Because these are caramel and pecan topped rolls, be sure to have a platter ready when the hot rolls come out of the oven. Set a timer for two minutes, then carefully invert the pan. This will give you a caramel and pecan topping to your rolls. If you wish, (and why wouldn’t you?), drizzle your melted chocolate over the top.

078

These were divine and a wonderful breakfast to share with my family. Healthy? Not in the least! But I am a firm believer in moderation. Otherwise, life would be boring.

I love to show my family that I care about them through my baking. It is easy to show them that I care. Where I struggle the most is showing everyone I come in contact with that I care about them, too. And you know, that’s what we’re supposed to do.  In John 13:34, Jesus said,

 “A new command I give you: Love one another. As I have loved you, so you must love one another.”
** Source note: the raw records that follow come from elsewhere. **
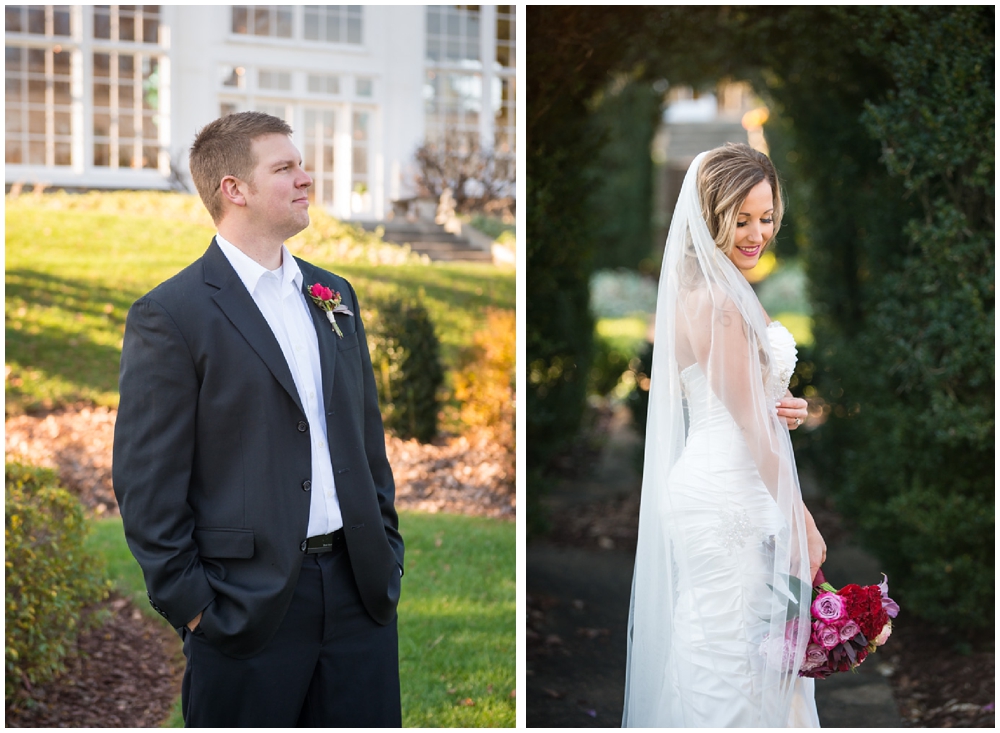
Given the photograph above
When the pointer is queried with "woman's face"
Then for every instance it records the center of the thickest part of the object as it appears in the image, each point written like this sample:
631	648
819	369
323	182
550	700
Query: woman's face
754	227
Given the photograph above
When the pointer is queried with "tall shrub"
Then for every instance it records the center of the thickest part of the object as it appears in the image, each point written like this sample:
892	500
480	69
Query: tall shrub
924	489
407	363
49	577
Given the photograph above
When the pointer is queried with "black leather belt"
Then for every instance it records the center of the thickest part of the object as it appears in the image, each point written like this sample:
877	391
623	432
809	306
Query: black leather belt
323	542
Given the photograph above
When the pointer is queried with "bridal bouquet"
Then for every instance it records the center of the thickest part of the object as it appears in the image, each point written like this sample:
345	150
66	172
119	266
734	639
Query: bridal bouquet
847	625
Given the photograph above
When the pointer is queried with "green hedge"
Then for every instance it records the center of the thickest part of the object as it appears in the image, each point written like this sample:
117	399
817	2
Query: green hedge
49	576
407	363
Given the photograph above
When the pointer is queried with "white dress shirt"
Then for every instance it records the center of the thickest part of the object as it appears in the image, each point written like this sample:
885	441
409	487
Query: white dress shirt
278	294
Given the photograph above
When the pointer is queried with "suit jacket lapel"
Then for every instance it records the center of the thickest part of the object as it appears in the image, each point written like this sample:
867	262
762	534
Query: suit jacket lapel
240	309
325	336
Talk about a hard command! This week, I’m going to work on implementing this more in my life. I need to be slower to anger and quicker to forgive and love those in my little area of the world. Happy Valentine’s Day! May you spread a little love and sunshine in your walk this week. 🙂

Regular Cinnamon Roll Recipe

(Day 1)  

Thoroughly mix in a bowl:

1 Tbsp. dry yeast, 1 c. flour, 1 tsp. salt, 1/4 c. sugar

Combine in measuring cup and heat until 110-115 degrees (if it gets too hot, let it cool down):

1 c. milk and 1/4 c. butter pieces

Gradually add to flour mixture and beat with a mixer 2 minutes.

Next add:  1 egg and 1 c. flour

Beat again and add enough flour to make a soft dough (1 to 1 ⅓ cups)—do not add too much flour!

Knead, place in greased bowl, grease top of dough, cover and refrigerate.

(Day 2)

Let rise; punch down; roll out to a 12 X 8 inch rectangle. (If you want to shape the rolls differently, this does make a great dinner roll, crescent roll, tea ring, or braid.)

Cinnamon filling:

4T. melted butter—brushed on dough after rolling out

Mix together: 1/2  c. sugar and 2t. cinnamon. Sprinkle over the butter-covered dough.

Shape and put in greased baking pan; cover and refrigerate.
(Day 3)

Let rise.  Bake 350 degrees 15-20 minutes until golden brown.

Make Powdered Sugar Icing:

1 c. powdered sugar, ¼ t. vanilla, 1T. milk

  1. In a mixing bowl, combine powdered sugar, vanilla, and milk. Stir in additional milk, 1 teaspoon at a time, till it reaches drizzling consistency.